Thanks for the example! How does the focal_loss function refer to your FocalDiceLoss class?

florobax · August 26, 2019, 7:16am

I should have named the class FocalLoss, just edited it. focal_loss is just the functional version of FocalLoss. For instance if you do:

loss_func = FocalLoss()
loss = loss_func(y_pred, y_true)

The second line actually calls the forward method from the FocalLoss class, which calls focal_loss. Having a class and a functional version is actually not necessary, you can use either alone, but I find a class handy to store hyperparameters and the function makes it cleaner.

aksg87 · August 26, 2019, 7:41am

Got it, thanks! Makes sense.

Do you find Focal Loss helpful for binary segmentation with class imbalance? If you have any nice examples to share would love to check it out.
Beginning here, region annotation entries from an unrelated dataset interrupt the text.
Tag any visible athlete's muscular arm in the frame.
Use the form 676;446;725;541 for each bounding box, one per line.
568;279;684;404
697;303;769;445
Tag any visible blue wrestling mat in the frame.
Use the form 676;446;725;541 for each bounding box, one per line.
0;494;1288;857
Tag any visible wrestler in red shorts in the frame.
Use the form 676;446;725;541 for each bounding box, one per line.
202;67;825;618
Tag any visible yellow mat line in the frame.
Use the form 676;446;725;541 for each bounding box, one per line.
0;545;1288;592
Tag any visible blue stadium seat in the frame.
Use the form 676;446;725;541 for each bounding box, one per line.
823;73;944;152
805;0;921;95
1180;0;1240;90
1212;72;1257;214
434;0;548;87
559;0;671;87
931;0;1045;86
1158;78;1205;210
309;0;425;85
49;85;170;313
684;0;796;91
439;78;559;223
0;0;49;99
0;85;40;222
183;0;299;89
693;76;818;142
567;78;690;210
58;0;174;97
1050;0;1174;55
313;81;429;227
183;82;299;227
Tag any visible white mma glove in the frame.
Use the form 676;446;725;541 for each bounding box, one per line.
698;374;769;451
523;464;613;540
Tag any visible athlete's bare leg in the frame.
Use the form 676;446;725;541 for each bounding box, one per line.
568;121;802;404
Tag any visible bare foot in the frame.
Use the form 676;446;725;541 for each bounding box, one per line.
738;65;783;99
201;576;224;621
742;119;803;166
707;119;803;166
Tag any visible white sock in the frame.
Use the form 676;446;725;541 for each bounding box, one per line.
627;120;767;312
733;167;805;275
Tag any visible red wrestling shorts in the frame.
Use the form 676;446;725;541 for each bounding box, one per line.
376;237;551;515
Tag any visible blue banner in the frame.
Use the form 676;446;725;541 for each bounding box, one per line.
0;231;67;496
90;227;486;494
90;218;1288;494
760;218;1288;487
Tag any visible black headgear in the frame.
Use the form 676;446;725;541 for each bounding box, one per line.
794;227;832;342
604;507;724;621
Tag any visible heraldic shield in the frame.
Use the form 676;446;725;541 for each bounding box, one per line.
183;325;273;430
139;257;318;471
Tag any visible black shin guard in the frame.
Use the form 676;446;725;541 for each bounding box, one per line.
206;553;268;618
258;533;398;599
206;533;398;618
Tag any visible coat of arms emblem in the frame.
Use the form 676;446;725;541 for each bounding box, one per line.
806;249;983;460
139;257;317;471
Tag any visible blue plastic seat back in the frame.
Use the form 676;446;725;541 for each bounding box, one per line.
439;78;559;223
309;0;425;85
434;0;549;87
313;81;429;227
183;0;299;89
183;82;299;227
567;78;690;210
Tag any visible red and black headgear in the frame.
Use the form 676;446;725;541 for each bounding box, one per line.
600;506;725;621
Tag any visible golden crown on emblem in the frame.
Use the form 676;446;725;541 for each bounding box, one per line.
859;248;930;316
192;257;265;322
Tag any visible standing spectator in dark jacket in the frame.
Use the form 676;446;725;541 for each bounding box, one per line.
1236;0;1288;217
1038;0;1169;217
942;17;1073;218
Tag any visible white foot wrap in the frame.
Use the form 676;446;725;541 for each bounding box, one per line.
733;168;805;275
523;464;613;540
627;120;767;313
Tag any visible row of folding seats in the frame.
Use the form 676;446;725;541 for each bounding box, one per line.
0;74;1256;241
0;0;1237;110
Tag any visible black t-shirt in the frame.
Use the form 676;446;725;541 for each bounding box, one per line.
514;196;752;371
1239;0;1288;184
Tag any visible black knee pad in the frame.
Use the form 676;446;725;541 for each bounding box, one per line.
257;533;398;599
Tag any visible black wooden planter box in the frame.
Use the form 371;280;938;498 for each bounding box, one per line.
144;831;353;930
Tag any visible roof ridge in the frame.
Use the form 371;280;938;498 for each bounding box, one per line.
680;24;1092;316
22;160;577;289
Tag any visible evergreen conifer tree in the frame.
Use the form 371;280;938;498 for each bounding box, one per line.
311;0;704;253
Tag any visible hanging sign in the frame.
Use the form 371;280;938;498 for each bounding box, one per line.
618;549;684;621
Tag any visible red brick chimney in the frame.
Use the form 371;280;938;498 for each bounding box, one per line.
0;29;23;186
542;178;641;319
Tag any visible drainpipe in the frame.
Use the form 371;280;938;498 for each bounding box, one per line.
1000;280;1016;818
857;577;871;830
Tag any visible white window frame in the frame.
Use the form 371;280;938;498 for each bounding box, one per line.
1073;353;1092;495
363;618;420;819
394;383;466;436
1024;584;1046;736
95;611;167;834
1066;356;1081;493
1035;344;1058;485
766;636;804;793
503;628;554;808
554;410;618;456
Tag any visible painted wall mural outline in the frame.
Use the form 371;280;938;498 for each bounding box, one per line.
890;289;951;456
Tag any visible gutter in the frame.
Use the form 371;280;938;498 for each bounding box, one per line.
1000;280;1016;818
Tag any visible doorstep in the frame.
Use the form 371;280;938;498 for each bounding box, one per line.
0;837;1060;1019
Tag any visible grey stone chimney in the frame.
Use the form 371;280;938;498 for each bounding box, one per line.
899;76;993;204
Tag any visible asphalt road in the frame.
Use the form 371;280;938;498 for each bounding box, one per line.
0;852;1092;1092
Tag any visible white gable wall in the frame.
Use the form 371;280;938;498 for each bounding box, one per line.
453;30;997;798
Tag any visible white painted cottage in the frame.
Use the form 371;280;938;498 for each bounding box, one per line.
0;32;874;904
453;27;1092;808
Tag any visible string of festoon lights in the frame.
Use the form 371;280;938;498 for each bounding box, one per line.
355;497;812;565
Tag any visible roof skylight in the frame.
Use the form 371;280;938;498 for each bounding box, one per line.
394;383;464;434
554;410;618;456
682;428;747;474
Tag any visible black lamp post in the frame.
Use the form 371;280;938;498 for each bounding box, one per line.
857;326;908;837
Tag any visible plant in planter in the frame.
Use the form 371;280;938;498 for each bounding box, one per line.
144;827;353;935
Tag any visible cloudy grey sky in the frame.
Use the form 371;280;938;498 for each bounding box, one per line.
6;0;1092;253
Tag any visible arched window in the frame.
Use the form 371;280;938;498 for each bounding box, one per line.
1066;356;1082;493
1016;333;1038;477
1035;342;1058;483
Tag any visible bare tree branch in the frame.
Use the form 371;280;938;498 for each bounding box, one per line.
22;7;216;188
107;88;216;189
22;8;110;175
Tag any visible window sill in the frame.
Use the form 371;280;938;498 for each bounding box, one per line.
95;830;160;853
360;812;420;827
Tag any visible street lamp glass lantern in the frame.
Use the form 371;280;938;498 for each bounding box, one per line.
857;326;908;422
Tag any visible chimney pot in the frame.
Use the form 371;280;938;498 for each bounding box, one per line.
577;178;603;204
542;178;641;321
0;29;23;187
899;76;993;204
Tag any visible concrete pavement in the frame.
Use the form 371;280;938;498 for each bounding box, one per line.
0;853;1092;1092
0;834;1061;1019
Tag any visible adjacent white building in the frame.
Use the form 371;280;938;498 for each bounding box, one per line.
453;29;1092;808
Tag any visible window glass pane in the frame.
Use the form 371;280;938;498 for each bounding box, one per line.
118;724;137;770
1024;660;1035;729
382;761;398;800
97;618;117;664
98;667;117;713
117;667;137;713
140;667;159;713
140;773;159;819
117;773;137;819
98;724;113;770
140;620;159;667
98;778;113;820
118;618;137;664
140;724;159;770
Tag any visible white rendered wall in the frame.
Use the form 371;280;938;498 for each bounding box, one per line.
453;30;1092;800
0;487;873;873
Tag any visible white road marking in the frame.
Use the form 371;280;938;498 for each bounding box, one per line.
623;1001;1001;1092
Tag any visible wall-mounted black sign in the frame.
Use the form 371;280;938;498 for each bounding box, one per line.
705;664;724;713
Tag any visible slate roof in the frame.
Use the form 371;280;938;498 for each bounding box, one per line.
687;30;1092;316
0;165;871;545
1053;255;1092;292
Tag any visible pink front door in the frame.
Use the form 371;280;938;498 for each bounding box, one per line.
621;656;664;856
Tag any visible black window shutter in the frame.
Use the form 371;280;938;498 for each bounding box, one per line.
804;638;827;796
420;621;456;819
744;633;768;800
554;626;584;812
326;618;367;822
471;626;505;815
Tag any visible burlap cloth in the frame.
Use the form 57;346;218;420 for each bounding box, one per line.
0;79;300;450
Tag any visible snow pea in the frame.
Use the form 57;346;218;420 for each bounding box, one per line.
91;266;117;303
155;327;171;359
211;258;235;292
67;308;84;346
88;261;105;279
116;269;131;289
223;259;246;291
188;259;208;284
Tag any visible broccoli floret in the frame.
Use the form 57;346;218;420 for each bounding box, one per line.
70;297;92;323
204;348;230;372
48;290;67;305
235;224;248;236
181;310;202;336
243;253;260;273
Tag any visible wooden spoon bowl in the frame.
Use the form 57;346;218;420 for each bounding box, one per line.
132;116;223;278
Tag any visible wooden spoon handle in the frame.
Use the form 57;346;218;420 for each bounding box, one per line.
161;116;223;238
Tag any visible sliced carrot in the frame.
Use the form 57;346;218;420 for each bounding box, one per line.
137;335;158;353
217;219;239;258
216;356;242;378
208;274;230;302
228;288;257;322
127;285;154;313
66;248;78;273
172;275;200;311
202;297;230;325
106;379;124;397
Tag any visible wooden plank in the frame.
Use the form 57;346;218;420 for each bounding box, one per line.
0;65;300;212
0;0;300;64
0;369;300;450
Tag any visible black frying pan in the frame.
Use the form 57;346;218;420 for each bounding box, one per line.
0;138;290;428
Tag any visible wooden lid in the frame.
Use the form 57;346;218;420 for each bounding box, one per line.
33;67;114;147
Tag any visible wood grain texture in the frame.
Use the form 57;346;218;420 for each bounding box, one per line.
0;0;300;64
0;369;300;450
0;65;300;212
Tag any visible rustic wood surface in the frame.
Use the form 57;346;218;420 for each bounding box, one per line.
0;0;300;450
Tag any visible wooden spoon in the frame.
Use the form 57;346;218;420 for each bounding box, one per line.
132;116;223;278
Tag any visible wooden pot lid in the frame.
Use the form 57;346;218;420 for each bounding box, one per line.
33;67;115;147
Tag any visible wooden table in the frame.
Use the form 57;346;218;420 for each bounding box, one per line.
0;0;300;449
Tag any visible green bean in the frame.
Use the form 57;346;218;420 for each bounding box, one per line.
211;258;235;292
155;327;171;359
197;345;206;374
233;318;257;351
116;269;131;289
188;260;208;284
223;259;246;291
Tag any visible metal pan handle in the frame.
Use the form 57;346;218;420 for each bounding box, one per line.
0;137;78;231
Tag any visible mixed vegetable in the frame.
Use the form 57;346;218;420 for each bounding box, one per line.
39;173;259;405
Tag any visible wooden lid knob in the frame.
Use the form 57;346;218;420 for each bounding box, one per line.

florobax · August 26, 2019, 7:48am

In my particular problem it didn’t help much but it doesn’t mean it will never work, you’d need to test. Various options you can try when you have class imbalance would be weighted cross-entropy, different versions of dice loss (be careful can be very unstable in some cases), lovasz loss, etc. I have no working example saved with focal loss, tried it at some point but was inconclusive so I didn’t keep the data.